Peter A Allard School of Law

The Law of Disaster Exceptionalism

May 18, 2020

Professor Jocelyn Stacey’s research investigates how Canadian law perpetuates disaster exceptionalism, a dangerous idea that disasters are temporary, exceptional and disconnected events. By tracing foundational non-emergency laws – for example, environmental assessment laws and constitutional law – and the role they play in governing disaster, Professor Stacey shows how law contributes to and mitigates our vulnerability to disasters.

Professor Stacey received an Insight Grant from the Social Sciences and Humanities Research Council for her project “The Law of Disaster Exceptionalism: Reforming Law’s Role in Disaster”. Her research is about taking a much bigger perspective on disasters. “When we think about disasters from a legal perspective, often the focus is on the specific laws about emergency management – the laws that allow evacuations, for example, or liability of the government when it takes actions in response to a disaster. This project is really about thinking of disasters as systemic issues, to which all the features of our legal system are contributing, in one way or another,” Professor Stacey explains. Originally designed as a project on climate change, the COVID-19 pandemic shows its relevance across different types of extreme events.

This research builds on her past work on environmental emergencies, and thinking about them from a foundational rule-of-law perspective, that is: how do we need to understand the rule of law in light of the fact that we are always vulnerable to environmental catastrophe. Professor Stacey’s latest research expands on this inquiry – at its core a fascination with the distinctions that we draw between normalcy and emergency – and trying to make a sense of that from a legal perspective.

The research is, in that sense, continuous. “My interest in the project was heightened by the fact that it is so clear we live in a time of climate disruption, where climate disasters are unfolding all around us: the catastrophic bushfires in Australia, echoing the recent historic wildfires here in British Columbia. The fact is that climate change is happening and disasters and climate extremes come with it. It is a climate imperative to think in a systematic way about what that actually means for some basic assumptions that we have about the way the law operates in Canada,” Professor Stacey adds.

Her previous work presented a broader theoretical perspective about the challenges those environmental issues, in all their forms, present for law makers. Now, Professor Stacey is more focused on particular instances of disasters, like the 2017 and 2018 wildfires in British Columbia, or the floods that are happening across the country at increased frequency and severity. Those specific instances of disasters were the starting point, and Professor Stacey started mapping out from there different legal causes. “The hypothesis for this project is that all these disparate legal causes share an assumption that disasters are temporary and exceptional. This assumption not only risks contributing to disaster vulnerability but it also means that disasters are not core to our way of thinking about law. In the era of climate change, however, they have to be the core to the way we think about how law governs society,” Professor Stacey explains.

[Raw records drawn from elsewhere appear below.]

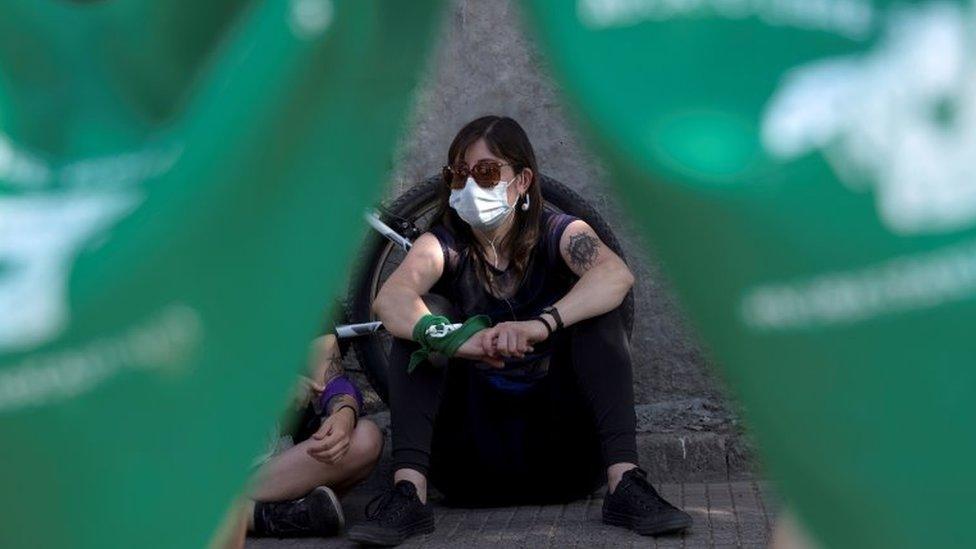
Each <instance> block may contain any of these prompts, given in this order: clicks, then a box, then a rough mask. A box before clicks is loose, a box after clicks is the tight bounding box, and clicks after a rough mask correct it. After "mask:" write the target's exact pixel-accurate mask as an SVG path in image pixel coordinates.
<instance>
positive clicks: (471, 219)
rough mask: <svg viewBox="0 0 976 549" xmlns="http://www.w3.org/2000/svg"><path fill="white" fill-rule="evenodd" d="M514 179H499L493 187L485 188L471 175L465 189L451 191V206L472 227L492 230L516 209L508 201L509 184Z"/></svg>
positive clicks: (509, 183)
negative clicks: (498, 180) (483, 187)
mask: <svg viewBox="0 0 976 549" xmlns="http://www.w3.org/2000/svg"><path fill="white" fill-rule="evenodd" d="M512 181H514V179H511V180H509V181H499V182H498V184H497V185H495V186H494V187H492V188H491V189H483V188H481V187H480V186H479V185H478V184H477V183H475V181H474V178H473V177H470V176H469V177H468V180H467V181H465V182H464V188H463V189H454V190H452V191H451V200H450V204H451V207H452V208H454V211H456V212H457V213H458V215H459V216H460V217H461V219H463V220H464V221H465V222H466V223H467V224H468V225H471V227H472V228H474V229H479V230H482V231H491V230H493V229H495V228H496V227H498V226H499V225H501V224H502V223H504V222H505V219H506V218H507V217H508V214H510V213H511V212H512V211H514V208H512V206H511V204H509V203H508V185H509V184H510V183H511V182H512Z"/></svg>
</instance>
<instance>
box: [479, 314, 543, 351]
mask: <svg viewBox="0 0 976 549" xmlns="http://www.w3.org/2000/svg"><path fill="white" fill-rule="evenodd" d="M485 331H486V332H488V333H486V334H485V335H484V337H483V340H482V341H483V344H484V345H485V347H484V353H485V354H486V355H488V356H491V357H497V356H501V357H506V358H507V357H515V358H523V357H525V353H531V352H532V351H533V348H532V345H533V344H535V343H538V342H540V341H545V340H546V338H548V337H549V331H548V330H546V327H545V326H543V325H542V322H539V321H538V320H523V321H518V322H500V323H498V324H496V325H495V326H493V327H491V328H488V329H487V330H485Z"/></svg>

The research should lead to a series of papers that unmask the surprising areas of law that have an impact on disaster. Professor Stacey is trying to both reveal those areas of law outside of emergency management that are playing this role in creating disasters in the era of climate change, but also begin to articulate new ways of thinking about law that foregrounds the perspective and experience of the communities that are most vulnerable to these disasters.

“This research strengthens my ability to work with affected communities, something that I have some experience with already. At this particular moment in time, the province of British Columbia is modernizing its Emergency Program Act, and the pandemic presents an opportunity to rethink the way in which emergency management is governed in the province. Disaster is a timely and pressing issue, and I am privileged to support communities which are working through this in real time,” Professor Stacey adds. “The third piece of this research project is to recruit graduate students interested in researching and writing about disasters from a legal perspective. There are very few people in Canada (at least prior to the pandemic) who think about law in this way, there is a real need to have more researchers with legal expertise specifically on disasters, given the pressing nature of the climate change,” Professor Stacey concludes.

Prof Jocelyn Stacey
PROFESSOR JOCELYN STACEY

Jocelyn Stacey is an Assistant Professor at the Peter A. Allard School of Law, University of British Columbia. Her research focuses on Canadian environmental and administrative law and theories of the rule of law. She is completing her doctorate at the McGill Faculty of Law and has a LLM from Yale Law School. Prior to completing her graduate work, Jocelyn clerked for the Honorable Justice Marshall Rothstein at the Supreme Court of Canada.